Many lessees are also taking the step of acquiring the right to manage their block.  In those circumstances, a right to manage company (RTM Co) takes on responsibility for the management of the block by acquiring the management functions.

Lessees might also wear a hat as freeholder, because they’re a member of the freehold owning company.

In all of the above cases, lessees may choose to become directors of either their company.  But being a director is not a job to be taken lightly.  What are the duties and obligations of being a director of an RMC or RTC Co?

We’ve provided some information below to help leaseholders understand their duties and obligations as a director.

What is a Residents’ Management Company?

An RMC is a particular type of company which holds certain responsibilities relating to blocks of flats.

What does an RMC do?

Under the terms of a lease, an RMC is usually required to perform certain management functions.  These are functions with regards to services, repairs, maintenance, improvements, insurance and management.

An RMC is entitled to recover payment of service charges from the lessees so that it is able to provide those services and perform those management functions.

How are all these obligations fulfilled?

All companies (including RMCs and RTM Cos) have directors.

A board of directors governs a company.

The board represents the interests of the members of the company, and it’s the board that has overall authority for decisions made by the company.
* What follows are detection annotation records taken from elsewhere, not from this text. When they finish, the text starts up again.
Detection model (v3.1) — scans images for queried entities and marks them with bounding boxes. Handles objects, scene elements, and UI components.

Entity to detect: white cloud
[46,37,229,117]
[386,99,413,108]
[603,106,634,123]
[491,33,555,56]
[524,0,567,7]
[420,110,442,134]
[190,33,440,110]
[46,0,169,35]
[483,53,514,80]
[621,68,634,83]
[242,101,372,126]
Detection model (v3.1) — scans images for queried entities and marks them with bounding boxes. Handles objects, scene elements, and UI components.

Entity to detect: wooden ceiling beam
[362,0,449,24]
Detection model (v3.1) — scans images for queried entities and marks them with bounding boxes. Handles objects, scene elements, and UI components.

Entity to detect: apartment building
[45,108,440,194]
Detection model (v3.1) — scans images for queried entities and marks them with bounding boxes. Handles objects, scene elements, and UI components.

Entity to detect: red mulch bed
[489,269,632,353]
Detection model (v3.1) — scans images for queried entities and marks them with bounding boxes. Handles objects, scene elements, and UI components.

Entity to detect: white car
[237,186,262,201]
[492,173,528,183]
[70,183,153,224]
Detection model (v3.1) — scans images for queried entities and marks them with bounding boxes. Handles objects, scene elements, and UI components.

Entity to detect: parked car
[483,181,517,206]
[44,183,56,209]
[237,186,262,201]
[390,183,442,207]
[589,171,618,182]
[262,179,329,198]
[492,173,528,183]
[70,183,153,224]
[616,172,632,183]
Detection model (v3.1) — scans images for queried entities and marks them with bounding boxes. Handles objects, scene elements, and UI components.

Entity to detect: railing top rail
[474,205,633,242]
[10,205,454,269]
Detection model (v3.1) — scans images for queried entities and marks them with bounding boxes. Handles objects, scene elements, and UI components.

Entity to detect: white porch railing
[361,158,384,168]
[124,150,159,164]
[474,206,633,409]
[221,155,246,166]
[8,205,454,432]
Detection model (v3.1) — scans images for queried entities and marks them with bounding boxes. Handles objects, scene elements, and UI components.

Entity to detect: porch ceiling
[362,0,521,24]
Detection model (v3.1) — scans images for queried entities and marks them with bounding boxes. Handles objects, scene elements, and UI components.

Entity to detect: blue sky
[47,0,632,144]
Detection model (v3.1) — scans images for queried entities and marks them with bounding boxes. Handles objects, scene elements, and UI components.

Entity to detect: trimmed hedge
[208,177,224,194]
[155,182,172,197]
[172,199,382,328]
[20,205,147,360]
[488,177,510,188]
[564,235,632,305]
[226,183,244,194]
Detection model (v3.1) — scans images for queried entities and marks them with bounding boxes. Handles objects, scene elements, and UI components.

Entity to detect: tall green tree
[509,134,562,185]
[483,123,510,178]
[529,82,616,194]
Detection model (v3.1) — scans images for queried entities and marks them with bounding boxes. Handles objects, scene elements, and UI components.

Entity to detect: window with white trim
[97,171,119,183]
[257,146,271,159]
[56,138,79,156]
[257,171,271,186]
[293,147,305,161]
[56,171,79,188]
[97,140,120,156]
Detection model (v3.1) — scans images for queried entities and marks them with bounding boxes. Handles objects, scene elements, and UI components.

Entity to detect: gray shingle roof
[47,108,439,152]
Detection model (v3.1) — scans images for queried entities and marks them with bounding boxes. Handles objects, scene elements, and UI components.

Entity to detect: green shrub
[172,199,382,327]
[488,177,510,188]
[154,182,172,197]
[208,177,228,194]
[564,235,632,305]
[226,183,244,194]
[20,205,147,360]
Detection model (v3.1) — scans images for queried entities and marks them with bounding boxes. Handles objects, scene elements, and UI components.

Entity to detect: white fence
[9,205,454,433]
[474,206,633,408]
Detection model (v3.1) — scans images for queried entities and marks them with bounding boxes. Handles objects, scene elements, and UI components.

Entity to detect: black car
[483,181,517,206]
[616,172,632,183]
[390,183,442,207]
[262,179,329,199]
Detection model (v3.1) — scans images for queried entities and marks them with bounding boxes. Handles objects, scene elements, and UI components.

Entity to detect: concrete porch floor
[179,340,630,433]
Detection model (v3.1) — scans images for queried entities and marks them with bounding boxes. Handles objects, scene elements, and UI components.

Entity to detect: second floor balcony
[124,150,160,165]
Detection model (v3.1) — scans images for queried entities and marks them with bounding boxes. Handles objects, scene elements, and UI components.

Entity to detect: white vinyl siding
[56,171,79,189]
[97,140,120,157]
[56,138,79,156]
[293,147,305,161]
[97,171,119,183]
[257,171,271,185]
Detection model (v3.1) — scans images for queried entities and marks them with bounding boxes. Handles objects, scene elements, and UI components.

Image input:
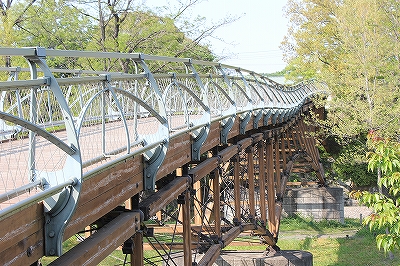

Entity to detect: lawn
[42,217,400,266]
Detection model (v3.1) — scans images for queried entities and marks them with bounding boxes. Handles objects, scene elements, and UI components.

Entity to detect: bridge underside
[0,102,324,265]
[0,48,325,266]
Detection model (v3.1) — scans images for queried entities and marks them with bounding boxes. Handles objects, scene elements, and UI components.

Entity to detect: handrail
[0,47,319,219]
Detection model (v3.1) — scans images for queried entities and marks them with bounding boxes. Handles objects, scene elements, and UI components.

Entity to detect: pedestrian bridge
[0,47,325,265]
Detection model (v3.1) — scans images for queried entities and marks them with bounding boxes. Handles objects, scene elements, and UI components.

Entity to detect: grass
[42,217,400,266]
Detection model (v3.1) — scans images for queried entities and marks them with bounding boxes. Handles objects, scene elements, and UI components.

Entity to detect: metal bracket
[272,110,280,125]
[25,47,82,256]
[239,112,251,135]
[253,110,263,129]
[220,115,235,144]
[143,142,168,190]
[44,178,81,256]
[192,124,210,161]
[263,109,272,126]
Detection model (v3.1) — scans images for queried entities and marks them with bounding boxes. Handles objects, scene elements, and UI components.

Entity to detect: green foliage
[0,0,219,70]
[282,0,400,139]
[352,131,400,252]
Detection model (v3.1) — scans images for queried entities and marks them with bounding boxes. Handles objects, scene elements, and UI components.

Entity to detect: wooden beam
[236,138,253,150]
[266,139,276,236]
[258,141,267,225]
[131,232,144,266]
[232,154,241,223]
[139,176,189,220]
[218,145,238,163]
[188,157,219,184]
[182,189,192,266]
[211,169,221,237]
[246,146,256,219]
[197,244,221,266]
[49,212,140,266]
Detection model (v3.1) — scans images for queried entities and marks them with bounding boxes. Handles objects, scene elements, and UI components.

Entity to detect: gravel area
[344,206,372,219]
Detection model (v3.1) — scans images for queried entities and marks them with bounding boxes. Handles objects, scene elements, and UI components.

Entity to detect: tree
[282,0,400,189]
[0,0,36,67]
[352,131,400,252]
[283,0,400,139]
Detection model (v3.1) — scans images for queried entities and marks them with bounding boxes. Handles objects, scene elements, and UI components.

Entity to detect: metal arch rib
[0,111,76,155]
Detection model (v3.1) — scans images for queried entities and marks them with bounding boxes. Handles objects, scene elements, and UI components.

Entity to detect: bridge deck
[0,46,324,265]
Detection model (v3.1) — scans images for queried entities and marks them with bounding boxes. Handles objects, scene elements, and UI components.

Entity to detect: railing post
[266,138,276,237]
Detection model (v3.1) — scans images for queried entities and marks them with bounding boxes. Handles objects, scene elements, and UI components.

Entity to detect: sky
[147,0,288,73]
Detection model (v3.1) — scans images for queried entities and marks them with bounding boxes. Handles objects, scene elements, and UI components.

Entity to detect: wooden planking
[0,211,44,266]
[140,176,188,219]
[49,212,140,266]
[64,156,143,240]
[157,133,192,180]
[0,203,44,256]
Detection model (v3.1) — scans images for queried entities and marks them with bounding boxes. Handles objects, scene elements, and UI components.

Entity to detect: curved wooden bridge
[0,47,325,265]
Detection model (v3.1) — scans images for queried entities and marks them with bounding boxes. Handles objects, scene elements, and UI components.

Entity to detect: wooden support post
[275,136,282,196]
[246,146,256,219]
[193,180,203,225]
[258,141,267,224]
[210,168,221,237]
[286,129,295,158]
[182,190,192,266]
[232,154,241,222]
[131,231,144,266]
[281,133,287,172]
[130,194,143,266]
[266,138,276,237]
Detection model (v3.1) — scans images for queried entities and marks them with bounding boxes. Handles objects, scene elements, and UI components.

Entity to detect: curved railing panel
[0,48,323,264]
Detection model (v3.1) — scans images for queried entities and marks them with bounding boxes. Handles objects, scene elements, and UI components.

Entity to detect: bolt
[26,247,33,257]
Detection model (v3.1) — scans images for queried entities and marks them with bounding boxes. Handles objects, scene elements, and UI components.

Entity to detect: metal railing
[0,48,320,220]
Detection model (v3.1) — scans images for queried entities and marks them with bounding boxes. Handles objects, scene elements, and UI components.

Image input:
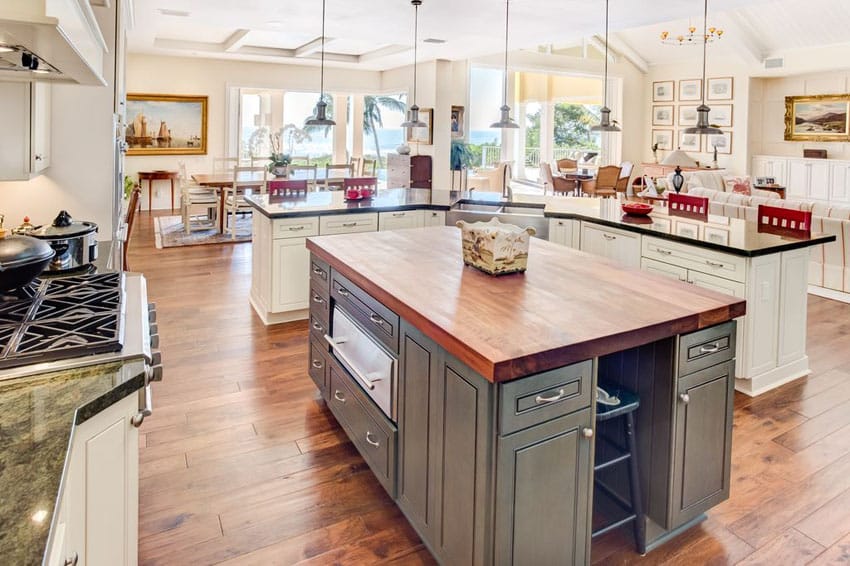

What are the duties and obligations of a director?

Because directors look after the affairs of a company, the law imposes a number of duties, burdens and responsibilities on them.  For example, directors must act in good faith in what they genuinely believe to be the best interests of the company.

In broad terms, the general duties under the Companies Act 2006 which apply to all directors are:

  • To act within their powers;
  • To promote the success of the company;
  • To exercise independent judgment;
  • To exercise reasonable care, skill and diligence;
  • To avoid conflicts of interest;
  • Not to accept benefits from third parties;
  • To declare an interest in a proposed transaction or agreement.

These duties are owed to the company, and if directors breach these duties, the company can enforce them. It’s important to note that this can be initiated by the members of the company if they feel that the directors are in breach of their duties.

It is also important to check the company’s Memorandum and Articles of Association (often abbreviated to Mem&Arts) as the Mem&Arts can impose further requirements on company directors.

Managing agents

It’s not uncommon for the directors of an RMC to employ the services of a managing agent to assist with the performance of their management functions under the occupational leases.

A managing agent may also provide company secretarial services and oversee matters of corporate governance.

When do director’s duties commence and end?

The director’s duties to the company commence when they become a director.  Certain aspects of the duties directors hold continue even after resignation.

Legislation and the Mem&Arts dictate who can be a director, and when disqualification may occur.  The Courts also have certain powers to disqualify a person from becoming a director.